While chemotherapy works well against cancer and is easy to administer it has its fair share of disadvantages which include:
Hair loss: Along with the cancerous cells, chemotherapy also destroys healthy cells resulting in hair loss.
Anaemia: Chemotherapy causes the reduction of red blood cells in some people causing anaemia.
Nausea and Fatigue: A few of the most common side effects of chemotherapy are nausea and fatigue.

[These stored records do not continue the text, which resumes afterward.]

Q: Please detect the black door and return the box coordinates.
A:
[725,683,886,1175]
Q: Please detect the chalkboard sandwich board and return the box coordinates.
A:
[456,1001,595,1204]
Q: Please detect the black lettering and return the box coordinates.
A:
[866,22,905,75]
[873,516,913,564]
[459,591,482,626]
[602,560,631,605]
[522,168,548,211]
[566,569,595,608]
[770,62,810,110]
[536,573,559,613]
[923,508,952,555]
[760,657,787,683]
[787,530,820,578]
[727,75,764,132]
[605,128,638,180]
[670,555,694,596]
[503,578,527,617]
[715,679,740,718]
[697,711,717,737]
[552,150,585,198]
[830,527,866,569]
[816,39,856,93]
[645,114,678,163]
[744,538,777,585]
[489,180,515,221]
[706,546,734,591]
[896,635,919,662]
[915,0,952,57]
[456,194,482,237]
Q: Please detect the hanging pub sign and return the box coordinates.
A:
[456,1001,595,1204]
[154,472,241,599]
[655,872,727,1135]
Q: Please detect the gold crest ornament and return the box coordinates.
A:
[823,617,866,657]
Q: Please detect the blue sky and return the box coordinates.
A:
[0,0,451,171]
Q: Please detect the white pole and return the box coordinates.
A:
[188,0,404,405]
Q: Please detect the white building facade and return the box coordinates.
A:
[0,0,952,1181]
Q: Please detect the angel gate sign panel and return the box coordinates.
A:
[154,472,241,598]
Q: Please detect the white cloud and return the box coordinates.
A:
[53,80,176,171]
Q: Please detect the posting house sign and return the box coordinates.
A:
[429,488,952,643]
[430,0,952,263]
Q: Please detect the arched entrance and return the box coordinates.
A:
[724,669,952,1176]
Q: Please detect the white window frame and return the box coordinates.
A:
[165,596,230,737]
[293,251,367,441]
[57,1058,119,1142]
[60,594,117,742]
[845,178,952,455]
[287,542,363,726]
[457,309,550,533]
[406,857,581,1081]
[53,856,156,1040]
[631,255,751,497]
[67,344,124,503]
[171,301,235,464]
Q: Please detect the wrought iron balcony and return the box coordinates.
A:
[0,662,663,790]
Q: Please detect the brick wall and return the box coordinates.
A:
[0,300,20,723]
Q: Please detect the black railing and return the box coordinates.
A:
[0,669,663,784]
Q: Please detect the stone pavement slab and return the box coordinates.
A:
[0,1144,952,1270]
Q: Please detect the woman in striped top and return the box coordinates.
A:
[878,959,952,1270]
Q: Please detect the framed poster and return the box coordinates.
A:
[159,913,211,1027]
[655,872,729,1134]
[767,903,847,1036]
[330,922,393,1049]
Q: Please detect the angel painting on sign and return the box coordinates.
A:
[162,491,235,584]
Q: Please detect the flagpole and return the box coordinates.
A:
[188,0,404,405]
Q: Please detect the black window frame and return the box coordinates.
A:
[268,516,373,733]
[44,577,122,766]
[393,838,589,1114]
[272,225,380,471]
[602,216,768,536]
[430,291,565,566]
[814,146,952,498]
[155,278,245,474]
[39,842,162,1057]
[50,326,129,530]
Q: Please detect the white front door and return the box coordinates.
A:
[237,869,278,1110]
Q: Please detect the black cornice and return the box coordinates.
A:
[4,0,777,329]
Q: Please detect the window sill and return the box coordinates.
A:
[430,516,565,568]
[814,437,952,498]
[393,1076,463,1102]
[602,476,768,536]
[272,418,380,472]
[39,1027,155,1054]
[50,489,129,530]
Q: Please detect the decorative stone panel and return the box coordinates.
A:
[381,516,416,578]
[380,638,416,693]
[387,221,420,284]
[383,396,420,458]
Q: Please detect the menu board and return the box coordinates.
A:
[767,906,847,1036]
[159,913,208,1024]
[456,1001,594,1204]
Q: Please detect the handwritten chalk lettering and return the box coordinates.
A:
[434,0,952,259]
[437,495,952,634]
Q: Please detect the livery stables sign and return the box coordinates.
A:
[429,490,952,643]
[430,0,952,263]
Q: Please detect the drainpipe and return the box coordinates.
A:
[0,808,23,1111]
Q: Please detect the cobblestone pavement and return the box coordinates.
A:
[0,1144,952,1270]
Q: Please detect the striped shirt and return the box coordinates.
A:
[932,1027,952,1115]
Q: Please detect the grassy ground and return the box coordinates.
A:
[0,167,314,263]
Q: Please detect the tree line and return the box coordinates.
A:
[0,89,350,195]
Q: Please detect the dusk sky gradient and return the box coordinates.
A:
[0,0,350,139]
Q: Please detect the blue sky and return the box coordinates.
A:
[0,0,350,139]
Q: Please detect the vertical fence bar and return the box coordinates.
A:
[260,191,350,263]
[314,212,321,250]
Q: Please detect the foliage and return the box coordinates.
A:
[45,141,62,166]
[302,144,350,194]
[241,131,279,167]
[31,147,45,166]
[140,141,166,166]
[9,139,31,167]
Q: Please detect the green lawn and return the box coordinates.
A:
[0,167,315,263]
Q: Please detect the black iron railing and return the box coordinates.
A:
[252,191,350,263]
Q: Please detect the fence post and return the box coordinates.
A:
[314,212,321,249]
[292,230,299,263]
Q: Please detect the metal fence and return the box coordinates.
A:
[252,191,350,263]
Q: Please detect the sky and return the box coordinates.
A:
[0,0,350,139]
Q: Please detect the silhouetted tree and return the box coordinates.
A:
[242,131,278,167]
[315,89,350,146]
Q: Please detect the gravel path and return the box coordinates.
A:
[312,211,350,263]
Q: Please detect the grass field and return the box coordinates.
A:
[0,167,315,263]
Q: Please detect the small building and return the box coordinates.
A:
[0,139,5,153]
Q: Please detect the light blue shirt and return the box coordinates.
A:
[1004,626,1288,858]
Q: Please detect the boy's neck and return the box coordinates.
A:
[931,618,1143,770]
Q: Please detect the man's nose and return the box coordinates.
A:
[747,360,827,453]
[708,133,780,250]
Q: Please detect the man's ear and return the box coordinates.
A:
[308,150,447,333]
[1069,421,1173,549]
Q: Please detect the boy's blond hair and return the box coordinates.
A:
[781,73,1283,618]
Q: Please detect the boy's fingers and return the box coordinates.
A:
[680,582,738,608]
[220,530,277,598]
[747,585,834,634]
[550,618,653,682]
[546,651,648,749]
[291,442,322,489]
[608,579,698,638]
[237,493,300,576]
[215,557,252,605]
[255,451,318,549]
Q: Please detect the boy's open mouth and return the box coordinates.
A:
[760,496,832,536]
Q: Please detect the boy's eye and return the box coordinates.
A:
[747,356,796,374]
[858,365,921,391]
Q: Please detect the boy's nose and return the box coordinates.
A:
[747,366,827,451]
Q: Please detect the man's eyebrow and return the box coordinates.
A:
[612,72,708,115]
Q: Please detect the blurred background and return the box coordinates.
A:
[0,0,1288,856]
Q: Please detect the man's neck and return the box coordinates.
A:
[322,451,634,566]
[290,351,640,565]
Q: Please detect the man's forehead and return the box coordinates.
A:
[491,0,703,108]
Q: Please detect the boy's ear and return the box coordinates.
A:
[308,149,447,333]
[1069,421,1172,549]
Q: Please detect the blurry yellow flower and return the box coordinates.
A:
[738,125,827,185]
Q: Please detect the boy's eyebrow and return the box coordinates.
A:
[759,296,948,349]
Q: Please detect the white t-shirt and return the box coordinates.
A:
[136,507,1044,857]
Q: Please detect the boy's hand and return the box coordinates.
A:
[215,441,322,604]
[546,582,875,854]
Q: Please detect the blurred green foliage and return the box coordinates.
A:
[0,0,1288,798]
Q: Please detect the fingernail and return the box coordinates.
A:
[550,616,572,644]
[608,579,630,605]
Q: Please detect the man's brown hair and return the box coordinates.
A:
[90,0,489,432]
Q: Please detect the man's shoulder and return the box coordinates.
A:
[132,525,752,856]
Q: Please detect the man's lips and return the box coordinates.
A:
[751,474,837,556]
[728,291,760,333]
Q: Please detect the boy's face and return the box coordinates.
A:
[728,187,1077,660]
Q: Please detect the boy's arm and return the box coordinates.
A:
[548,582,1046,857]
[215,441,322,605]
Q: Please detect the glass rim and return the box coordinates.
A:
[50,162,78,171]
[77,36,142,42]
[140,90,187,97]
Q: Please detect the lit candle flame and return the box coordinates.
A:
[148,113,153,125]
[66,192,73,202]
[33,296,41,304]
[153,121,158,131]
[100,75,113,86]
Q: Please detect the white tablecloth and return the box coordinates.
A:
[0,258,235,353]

Radiation therapy uses high doses of radiation to quell the cancerous tumours in the body. In radiation therapy, also known as radiotherapy, high beams of radiation are passed through the skin to target the specific location where the cancerous tumour is grown.
The main advantage of radiation therapy is that it’s painless. Like chemotherapy, it’s not entirely devoid of side effects. The most common side effects of radiation therapy are:
Skin conditions: The skin on the site of the radiation tends to get dry or tight; sometimes sores or ulcers also develop there.
Fatigue and stiffness: As a result of damage to muscles, ligaments, and tendons.
Swelling or lymphedema: Exposure to radiation causes damage to the tissues of the lymphatic system.
As treatments for cancer, both chemotherapy, and radiation therapy are effective. Both the treatments are either used solely or in combination to effectively thwart cancer. It’s up to the oncologist to decide the mode of treatment. If surgery can be used to remove the cancerous cells, doctors zero in on the surgery. If there’s no chemotherapy agent available and surgery is ruled out, then the only option left is radiation therapy. In short, the mode of treatment is decided by various factors.
Be it chemotherapy, radiation therapy, surgery, or a combination of all these, what matters is to defeat cancer. And the first step towards defeating cancer is early detection.